Max Planck-RIKEN-PTB Center forTime, Constants and Fundamental Symmetries
Transportable optical clocks
Optical clocks are the most accurate measurement device reaching 18 significant digits today, which is nearly two orders of magnitude better than that of the state-of-the-art Cs clocks and thus the realization of the SI second. Consequently, a redefinition of the SI second is under discussion. Currently, the accuracy of clocks at this level is established by estimating the magnitude and uncertainty of all known frequency shifting effects. To verify these estimated error budgets and to facilitate a redefinition of the second within the next 10 years, comparisons of several types of clocks at a fractional frequency level of 10-18 are required. Long-distance frequency comparisons at this level require dedicated length-stabilized optical fiber links, such as the one available between PTB and MPQ. Where such resource-intensive links are not available, transportable clocks with high accuracy and high stability offer a solution. They provide frequency dissemination at 10-18 uncertainty over the world by bringing together two distant clocks, such as in Japan and Germany. We assume a refrigerator-sized container to accommodate the clock and its controllers. For this, several challenges must be addressed. Fast frequency ratio measurements require a transportable clock laser with small instability. Lasers, optical setups and the interface to the atoms need to be robust to survive transport and reliable during operation. We will address these issues by developing
- vibration insensitive, transportable clock cavities with single-crystal optical coatings for low thermal noise-limited flicker noise floor
- micro-integrated laser sources and drive electronics
- fiber-coupled and micro-integrated laser light distribution breadboards for switching and frequency tuning of laser beams
- experimental control software for unattended clock operation including recovery strategies.

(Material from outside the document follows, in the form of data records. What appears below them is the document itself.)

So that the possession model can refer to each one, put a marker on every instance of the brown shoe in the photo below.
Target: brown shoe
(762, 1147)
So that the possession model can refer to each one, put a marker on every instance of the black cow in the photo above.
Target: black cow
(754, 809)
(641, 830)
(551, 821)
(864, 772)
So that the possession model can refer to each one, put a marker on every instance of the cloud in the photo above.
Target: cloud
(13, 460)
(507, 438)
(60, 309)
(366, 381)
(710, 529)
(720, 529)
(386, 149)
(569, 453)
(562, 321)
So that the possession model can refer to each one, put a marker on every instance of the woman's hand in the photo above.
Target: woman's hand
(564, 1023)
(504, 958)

We will employ these transportable clocks to perform frequency ratio measurements between different clocks to verify their estimated accuracy and establish upper bounds on variations of fundamental constants. Furthermore, we will establish the field of relativistic geodesy by turning frequency ratio measurements between calibrated clocks connected by a long-distance length-stabilized optical fiber link into height measurements between distant sites.